Tags: #NOVELA HISTÓRICA. Ficción

No obstante, con sólo elevar la mirada, el niño llegado de las orillas del Mediterráneo entendía cosas. Percibía poder. La colosal diosa de color verde pálido se alzaba solitaria sobre su gigantesco pedestal en medio de las aguas. A centenares de metros de altura, bajo la imponente diadema, el inexpresivo y heroico rostro enfocaba con olímpica indiferencia el despejado cielo azul, mientras con el brazo erguido proclamaba la Victoria. El niño intuía que si la estatua representaba algún tipo de bienvenida, ésta iba dirigida a un imperio como el de sus antepasados. Sólo había algo que lo tenía desconcertado.

—¿Es un hombre o una mujer? —susurró a Anna.

—Es una mujer —le dijo el tío Luigi—. Los franceses se la dieron a los americanos.

De haberlo sabido, el tío Luigi habría añadido que el escultor era de Alsacia, la región limítrofe con Alemania, y que también había estudiado en Egipto, por lo que no era de extrañar que su monumento a la libertad, intemporal como las pirámides, fuera a la vez un reflejo de la versión moderna del espíritu clásico, en boga durante el Segundo Imperio francés, apuntalado tal vez con un toque de potencia germana.
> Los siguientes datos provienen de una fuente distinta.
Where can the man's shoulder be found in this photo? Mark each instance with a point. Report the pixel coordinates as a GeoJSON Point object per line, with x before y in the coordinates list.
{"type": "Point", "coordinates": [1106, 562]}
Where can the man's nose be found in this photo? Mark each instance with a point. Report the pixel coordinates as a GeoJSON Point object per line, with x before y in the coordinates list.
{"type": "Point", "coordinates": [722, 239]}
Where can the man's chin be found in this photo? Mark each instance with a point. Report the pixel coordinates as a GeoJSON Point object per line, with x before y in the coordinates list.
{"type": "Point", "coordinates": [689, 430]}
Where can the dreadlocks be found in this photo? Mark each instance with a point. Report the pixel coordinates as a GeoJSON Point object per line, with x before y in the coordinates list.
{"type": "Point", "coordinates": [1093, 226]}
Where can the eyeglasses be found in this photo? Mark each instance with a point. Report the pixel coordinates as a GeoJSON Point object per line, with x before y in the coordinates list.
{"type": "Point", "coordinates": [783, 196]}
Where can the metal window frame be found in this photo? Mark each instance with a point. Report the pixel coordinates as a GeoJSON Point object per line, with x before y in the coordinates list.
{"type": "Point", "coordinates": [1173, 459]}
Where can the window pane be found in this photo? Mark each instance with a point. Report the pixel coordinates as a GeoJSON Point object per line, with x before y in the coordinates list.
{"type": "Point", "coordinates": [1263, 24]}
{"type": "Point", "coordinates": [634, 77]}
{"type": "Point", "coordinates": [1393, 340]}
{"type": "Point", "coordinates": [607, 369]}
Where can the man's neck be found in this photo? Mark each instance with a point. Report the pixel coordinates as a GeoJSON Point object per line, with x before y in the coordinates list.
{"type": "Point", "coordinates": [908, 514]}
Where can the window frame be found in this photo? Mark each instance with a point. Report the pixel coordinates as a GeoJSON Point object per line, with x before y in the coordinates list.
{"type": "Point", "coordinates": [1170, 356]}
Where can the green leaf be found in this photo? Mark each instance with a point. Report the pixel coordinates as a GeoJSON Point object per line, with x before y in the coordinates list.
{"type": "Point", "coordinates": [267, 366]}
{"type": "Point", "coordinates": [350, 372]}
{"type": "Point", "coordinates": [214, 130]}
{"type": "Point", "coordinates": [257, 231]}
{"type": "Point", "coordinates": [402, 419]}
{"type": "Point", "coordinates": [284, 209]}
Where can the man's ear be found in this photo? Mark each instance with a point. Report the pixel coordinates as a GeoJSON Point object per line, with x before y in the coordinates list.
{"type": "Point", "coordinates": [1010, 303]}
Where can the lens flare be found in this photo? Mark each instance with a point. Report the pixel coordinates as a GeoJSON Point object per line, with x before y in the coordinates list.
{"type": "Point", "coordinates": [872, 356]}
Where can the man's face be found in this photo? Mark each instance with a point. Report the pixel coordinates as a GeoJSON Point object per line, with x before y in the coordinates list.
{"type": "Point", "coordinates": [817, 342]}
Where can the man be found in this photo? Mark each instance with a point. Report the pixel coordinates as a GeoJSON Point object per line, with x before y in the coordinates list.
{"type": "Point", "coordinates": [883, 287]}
Navegaron directamente hacia Ellis Island. Los pasajeros de primera y segunda clase, que disponían de camarote, no tenían que pasar por aquel calvario. Ellos ya habían recibido una breve y cortés inspección a bordo antes de que el barco entrara en la bahía y podían desembarcar sin más trabas.

Por el lado de estribor se hizo visible la isla del Gobernador y después la punta de Manhattan, con su pequeño fuerte y su parque. Más lejos, en el East River, las chimeneas de los barcos de vapor y los altos mástiles de los veleros adornaban las aguas. En el lado de babor, Salvatore vio los altos acantilados de las Empalizadas que bordeaban el Hudson. Un momento después, el navío inició la lenta maniobra para dirigirse a los muelles Hoboken situados en la orilla de Nueva Jersey, donde atracaban los buques alemanes.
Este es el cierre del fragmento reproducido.